Alors quel est ton lien avec le produit fini chez Kuro ? Tu traduis la version japonaise, anglaise ? Tu t’occupes de la maquette ?
Voilà. Ça fait partie de ma monomanie, j’aime bien faire un produit complet. On a eu cette habitude, je me suis retrouvé à faire la traduction avec ma femme, l’adaptation, la maquette. C’est bien, ça met pas mal la pression, une personne avec autant de rôles-clés, et ça s’est mis en place au fur et à mesure. A l’entrée, il y a le volume japonais, et à la sortie, un .pdf en français. Tout le process en fait. Çà permet des choses intéressantes, notamment sur Genshiken, il y a beaucoup de détails dans l’adaptation graphique. Ça permet aussi de faire des bonus, c’est quelque chose qui me passionne, toutes ces références, cet univers des otakus.

Est-ce que tu peux rappeler à ton auditoire la différence entre la localisation* et la traduction ?
La traduction, c’est retranscrire en français le texte d’origine. Il y a pas de réflexion globale, c’est brut. L’adaptation… il y a plusieurs niveaux d’adaptation, c’est avoir une cohérence sur l’ensemble de l’oeuvre mais aussi du sens.
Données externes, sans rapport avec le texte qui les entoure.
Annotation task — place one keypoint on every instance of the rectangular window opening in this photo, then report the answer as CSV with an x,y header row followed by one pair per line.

Le japonais est une langue très éloignée du français et parfois il manque des bouts. Ça dépends des maisons d’édition mais il faut que les gens ressentent la même chose que les lecteurs japonais. Certaines voudront être plus proches du texte original, quitte à mettre des explications en bas de page du genre « Ok, c’est drôle parce qu’au Japon il y a eu telle émission de télé et bla bla bla… » mais on est en France, et on n’a pas cette culture là !
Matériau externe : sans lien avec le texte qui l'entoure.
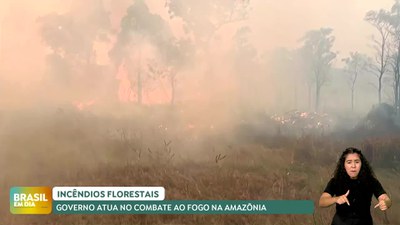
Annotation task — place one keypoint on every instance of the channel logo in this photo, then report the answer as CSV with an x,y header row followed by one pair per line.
x,y
30,200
Les Français doivent rire au même endroit, être tristes au même endroit, il faudrait pas sortir de l’histoire pour comprendre pourquoi ressentir telle ou telle émotion.

@Kaze Manga © Atsushi Ohkubo / SQUARE ENIX Co. Ltd.

 

Ça s’applique dans Soul Eater ? Le début de la série carburait aux références de pop culture, aux groupes de musique…
Un gros travail. Plus sur Not! que sur Soul Eater. Dans ce dernier il y a des choix qui ont du être faits dès le départ pour, comment dire… Réfléchit… Je vais prendre un exemple. Dans Soul Eater, il y a un personnage qui s’appelle Crona.

Ha, ma chérie virtuelle !
Justement ! Tu dis « ma chérie » mais on ne sait pas si c’est un homme ou une femme. Ça fait partie du charme, c’est plus une entité, ça lui ajoute de la bizarrerie. Un peu comme le Grand Dévoreur, Kishin en japonais. Littéralement, dieu démon. Ça ne fait pas peur ! Quand on évoque son nom, on doit être effrayé.

Tu as donc trouvé une astuce qui est de ne jamais utiliser un pronom personnel…
Pas tout à fait. Il y a un ensemble d’astuces. C’est quelque chose qui est très transparent, ça me fait très plaisir de pouvoir l’expliquer. Alors, Crona, on a demandé à l’auteur plusieurs fois et ce n’était pas encore décidé. Peut être que, dans le futur, le personnage allait être genré d’un coup d’un seul. Il y a aussi sa mère, Medusa qui est sensée savoir et qui dit « mon enfant ». Y’a un autre terme très récurrent dans Soul Eater, c’est le terme meister, la personne qui manie les armes. C’est toujours masculin dans la série. Crona est un meister, mais Maka, le personnage principal est aussi un meister, ça pose pas de problème. « Ce meister a fait quelque chose…» le terme fait bouclier et contourne ce petit souci de sexe.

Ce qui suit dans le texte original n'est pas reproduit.